As you walk through a European city, you’ll often find yourself entering a strange zone, a place where time seems to both fast forward and rewind and the same time. You can feel it underfoot as tarmac and concrete slabs give way to cobbled granite. Maybe you’ll pass through a set of bollards that pedestrianise streets with a tourist-permeable barricade erected against the raging torrents of contemporary life. The features of contemporary city are all there, only somehow different. Shop signs, for example, are captive behind plate glass windows, their neon-lit graphics peering out at the heritage zone they have been banished from. In those Dorian Grey enclaves designated as heritage ghettos the fabric of cities has seemingly cheated the passing of time.

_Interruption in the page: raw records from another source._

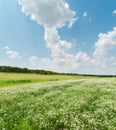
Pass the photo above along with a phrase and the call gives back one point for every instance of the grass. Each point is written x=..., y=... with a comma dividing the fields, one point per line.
x=81, y=104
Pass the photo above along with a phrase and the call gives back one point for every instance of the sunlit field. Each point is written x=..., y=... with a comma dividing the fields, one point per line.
x=76, y=104
x=9, y=79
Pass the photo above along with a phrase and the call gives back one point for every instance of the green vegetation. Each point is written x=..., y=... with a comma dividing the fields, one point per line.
x=9, y=79
x=82, y=104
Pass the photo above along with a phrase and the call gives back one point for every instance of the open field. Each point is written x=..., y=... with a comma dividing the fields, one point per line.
x=81, y=104
x=9, y=79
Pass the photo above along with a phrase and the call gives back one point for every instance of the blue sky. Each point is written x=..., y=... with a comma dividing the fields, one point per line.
x=64, y=36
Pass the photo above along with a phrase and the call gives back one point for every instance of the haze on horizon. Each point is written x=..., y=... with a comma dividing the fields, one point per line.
x=62, y=36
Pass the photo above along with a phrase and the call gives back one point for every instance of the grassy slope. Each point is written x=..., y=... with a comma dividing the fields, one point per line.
x=9, y=79
x=82, y=104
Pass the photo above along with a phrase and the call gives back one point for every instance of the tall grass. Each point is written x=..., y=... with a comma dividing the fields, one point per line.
x=83, y=104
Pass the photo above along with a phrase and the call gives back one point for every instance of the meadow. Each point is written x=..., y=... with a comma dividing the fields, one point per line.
x=73, y=103
x=10, y=79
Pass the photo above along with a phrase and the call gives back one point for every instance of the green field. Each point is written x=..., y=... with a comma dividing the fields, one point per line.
x=72, y=104
x=9, y=79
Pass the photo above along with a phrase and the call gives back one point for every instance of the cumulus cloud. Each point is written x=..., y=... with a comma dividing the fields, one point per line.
x=54, y=14
x=105, y=43
x=49, y=13
x=12, y=54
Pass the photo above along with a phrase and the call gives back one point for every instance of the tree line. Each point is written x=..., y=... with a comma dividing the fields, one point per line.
x=10, y=69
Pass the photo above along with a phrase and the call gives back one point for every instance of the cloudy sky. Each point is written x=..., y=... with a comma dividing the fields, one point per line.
x=77, y=36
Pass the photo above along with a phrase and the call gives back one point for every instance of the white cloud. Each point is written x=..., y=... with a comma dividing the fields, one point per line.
x=54, y=14
x=49, y=13
x=105, y=43
x=114, y=12
x=33, y=59
x=12, y=54
x=85, y=14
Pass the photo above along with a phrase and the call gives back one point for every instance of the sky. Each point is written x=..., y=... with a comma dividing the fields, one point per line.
x=72, y=36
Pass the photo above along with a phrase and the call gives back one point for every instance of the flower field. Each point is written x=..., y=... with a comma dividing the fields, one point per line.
x=75, y=104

As dusk falls on this charming scene, we can watch the full deployment of high technology unfurl across the ancient stones of history. As the daylight fades, our view of the city changes. The background town fades to a shadowy supporting role as the cities stars begin to shine.
As electricity crackles through wires that snake invisibly around listed monuments, filaments and diodes begin to glow. Beams, points, and washes of light are cast over the city in a shock and awe charm offensive.
These lights aren’t simply street lights, there to help us see. They are more like those purple lights in McDonald’s toilets that make it impossible for junkies to pick out a vein. These are lights that both show and hide, there to make us see differently, to see, in some cases, something that might not even be there.
These lights wring every nuance out of a structure. Buildings, bridges, monuments become exaggerations of themselves, dragged up versions verging on parody and caricature.
Every surface modulation, every crag and protrusion is exaggerated, set in hotspot highlight or deep shadow. They are flushed with camply theatrical techniques. Underlit, for example like an expressionist horror film, the capitals and monuments of Europe gurn like B movie hams.
Others seem to spontaneously phosphoress, glowing luminous lit by unseen sources. It’s as though someone has pulled the focus or changed the depth of field and set the city in a high definition ultra 3D version of itself.
The effect can be a totalising transformation of the city from physical stuff to a ghostly image, re-editing the city’s fabric into an imaginary state. The material bulk and weight of history alchemises into a holographic mist of photons, into a haze so immaterial that you feel like your hand could pass through it.
The irony is that these historic scenes are rendered in a way that makes them entirely contemporary. They are visions that their authors, say Christopher Wren or Peter the Great could hardly recognise. Europe’s historic fabric, reconstructed after blitz, polished and bleached to pristine newness, is where we imagine we can viscerally experience history. But it is only the sensation of history, the contemporary idea of what history might look and feel like. Instead of connecting us to the past, we find ourselves in futuristic fictions of the past.
This sensation of civic heritage is nothing like real heritage at all. It’s a barrage of effects calibrated to make you feel heritagey. The sensation of eternal youth that these quarters have is the same sensation of time stopped still that only most extreme of cosmetic surgeries can produce. These squeaky clean pseudo medieval places are the urban equivalent of Joan Collins, the David Guest’s of cityscape where the highest of contemporary technologies are deployed against the ravages of war and commerce that naturally wrinkle and scar the face of the city.